Probstein. Nein, wahrhaftig nicht, du müßtest denn sehr häßlich sein; denn Ehrbarkeit mit Schönheit gepaart ist wie eine Honigbrühe über Zucker.
Jacques. Ein sinnreicher Narr!
Käthchen Gut, ich bin nicht schön, und darum bitte ich die Götter, daß sie mich ehrbar machen.
Probstein. Wahrhaftig, Ehrbarkeit an eine garstige Schmutzdirne wegzuwerfen, hieße, gut Essen auf eine unreinliche Schüssel legen.
Käthchen Ich bin keine Schmutzdirne, ob ich schon den Göttern danke, daß ich garstig bin.
Probstein. Gut, die Götter sei'n für deine Garstigkeit gepriesen, die Schmutzigkeit kann noch kommen. Aber sei es, wie es will, ich heirate dich, und zu dem Ende bin ich bei Ehrn Olivarius Textdreher gewesen, dem Pfarrer im nächsten Dorf der mir versprochen hat, mich an diesem Platz im Walde zu treffen und uns zusammenzugeben.
Jacques (beiseite). Die Zusammenkunft möchte ich mit ansehn.
Käthchen Nun, die Götter lassen es wohl gelingen!
Probstein. Amen! Wer ein zaghaft Herz hätte, möchte wohl bei diesem Unternehmen stutzen; denn wir haben hier keinen Tempel als den Wald, keine Gemeinde als Hornvieh. Aber was tut's? Mutig! Hörner sind verhaßt, aber unvermeidlich. Es heißt, mancher Mensch weiß des Guten kein Ende; recht! mancher Mensch hat gute Hörner und weiß ihrer kein Ende. Wohl! es ist das Zugebrachte von seinem Weibe, er hat es nicht selbst erworben.--Hörner? Nun ja! Arme Leute allein?--Nein, nein, der edelste Hirsch hat sie so hoch wie der geringste. Ist der ledige Mann darum gesegnet? Nein. Wie eine Stadt mit Mauern vornehmer ist als ein Dorf, so ist die Stirn eines verheirateten Mannes ehrenvoller als die nackte Schläfe eines Junggesellen; und um soviel besser Schutzwehr ist als Unvermögen, um soviel kostbarer ist ein Horn als keins. (Ehrn Olivarius Textdreher kommt.) Hier kommt Ehrn Olivarius.-- Ehrn Olivarius Textdreher, gut, daß wir Euch treffen.

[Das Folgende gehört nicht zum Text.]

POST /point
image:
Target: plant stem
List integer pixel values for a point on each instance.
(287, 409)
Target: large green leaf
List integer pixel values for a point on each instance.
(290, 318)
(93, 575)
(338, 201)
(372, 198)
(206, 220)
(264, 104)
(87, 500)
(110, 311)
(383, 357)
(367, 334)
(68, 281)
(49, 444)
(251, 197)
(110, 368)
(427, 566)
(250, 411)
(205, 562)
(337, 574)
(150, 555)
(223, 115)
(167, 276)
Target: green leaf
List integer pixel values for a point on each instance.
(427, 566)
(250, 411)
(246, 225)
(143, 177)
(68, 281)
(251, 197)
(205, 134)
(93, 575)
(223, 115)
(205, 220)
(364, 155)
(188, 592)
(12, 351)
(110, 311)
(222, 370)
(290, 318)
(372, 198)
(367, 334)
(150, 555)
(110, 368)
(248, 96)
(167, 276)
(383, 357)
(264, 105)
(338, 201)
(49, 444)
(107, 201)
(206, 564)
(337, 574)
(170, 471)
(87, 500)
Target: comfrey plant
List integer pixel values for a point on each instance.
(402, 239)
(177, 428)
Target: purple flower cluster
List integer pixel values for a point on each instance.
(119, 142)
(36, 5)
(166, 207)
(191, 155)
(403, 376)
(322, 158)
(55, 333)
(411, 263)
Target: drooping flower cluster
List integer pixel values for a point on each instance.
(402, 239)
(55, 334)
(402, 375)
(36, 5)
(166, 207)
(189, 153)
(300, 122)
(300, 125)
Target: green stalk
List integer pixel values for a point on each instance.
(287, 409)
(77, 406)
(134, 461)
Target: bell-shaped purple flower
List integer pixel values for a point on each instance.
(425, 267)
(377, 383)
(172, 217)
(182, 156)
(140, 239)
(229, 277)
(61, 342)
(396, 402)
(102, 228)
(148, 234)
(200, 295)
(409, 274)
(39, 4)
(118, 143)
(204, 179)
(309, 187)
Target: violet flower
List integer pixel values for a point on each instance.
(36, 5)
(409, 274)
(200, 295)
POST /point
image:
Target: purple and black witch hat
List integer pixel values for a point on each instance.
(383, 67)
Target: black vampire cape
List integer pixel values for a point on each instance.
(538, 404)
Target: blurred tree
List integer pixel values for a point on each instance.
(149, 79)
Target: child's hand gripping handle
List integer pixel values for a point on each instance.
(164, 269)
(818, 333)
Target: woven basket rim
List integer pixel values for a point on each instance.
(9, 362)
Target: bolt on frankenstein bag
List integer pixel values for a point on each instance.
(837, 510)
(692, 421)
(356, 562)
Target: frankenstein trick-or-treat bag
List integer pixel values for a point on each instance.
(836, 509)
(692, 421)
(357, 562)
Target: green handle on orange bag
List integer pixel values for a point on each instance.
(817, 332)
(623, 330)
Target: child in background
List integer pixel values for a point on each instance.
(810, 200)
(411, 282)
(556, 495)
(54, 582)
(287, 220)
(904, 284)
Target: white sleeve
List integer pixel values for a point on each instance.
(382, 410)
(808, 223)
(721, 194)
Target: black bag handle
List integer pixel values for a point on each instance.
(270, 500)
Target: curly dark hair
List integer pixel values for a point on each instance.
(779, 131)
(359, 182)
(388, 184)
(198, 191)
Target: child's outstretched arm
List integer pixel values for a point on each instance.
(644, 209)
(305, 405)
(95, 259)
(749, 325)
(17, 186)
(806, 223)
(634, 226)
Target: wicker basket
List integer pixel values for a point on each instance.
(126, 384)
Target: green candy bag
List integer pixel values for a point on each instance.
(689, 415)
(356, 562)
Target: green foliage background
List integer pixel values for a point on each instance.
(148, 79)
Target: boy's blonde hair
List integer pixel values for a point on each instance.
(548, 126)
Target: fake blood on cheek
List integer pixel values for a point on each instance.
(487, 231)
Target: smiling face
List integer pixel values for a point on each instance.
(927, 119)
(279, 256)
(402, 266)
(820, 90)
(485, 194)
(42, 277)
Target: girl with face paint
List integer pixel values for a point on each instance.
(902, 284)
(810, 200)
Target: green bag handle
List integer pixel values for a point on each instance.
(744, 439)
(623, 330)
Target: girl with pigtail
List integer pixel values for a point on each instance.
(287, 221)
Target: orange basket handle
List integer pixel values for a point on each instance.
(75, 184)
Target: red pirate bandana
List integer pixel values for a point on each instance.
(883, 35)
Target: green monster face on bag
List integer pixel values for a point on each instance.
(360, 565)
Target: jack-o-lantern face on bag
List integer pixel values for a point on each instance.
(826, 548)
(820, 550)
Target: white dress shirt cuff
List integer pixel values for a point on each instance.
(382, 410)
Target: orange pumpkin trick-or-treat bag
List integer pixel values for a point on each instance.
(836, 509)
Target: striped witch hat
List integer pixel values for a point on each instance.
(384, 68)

Wollt Ihr uns hier unter diesem Baum abfertigen, oder sollen wir mit Euch in Eure Kapelle gehn?
Ehrn Olivarius. Ist niemand da, um die Braut zu geben?
Probstein. Ich nehme sie nicht als Gabe von irgendeinem Mann.
Ehrn Olivarius. Sie muß gegeben werden, oder die Heirat ist nicht gültig.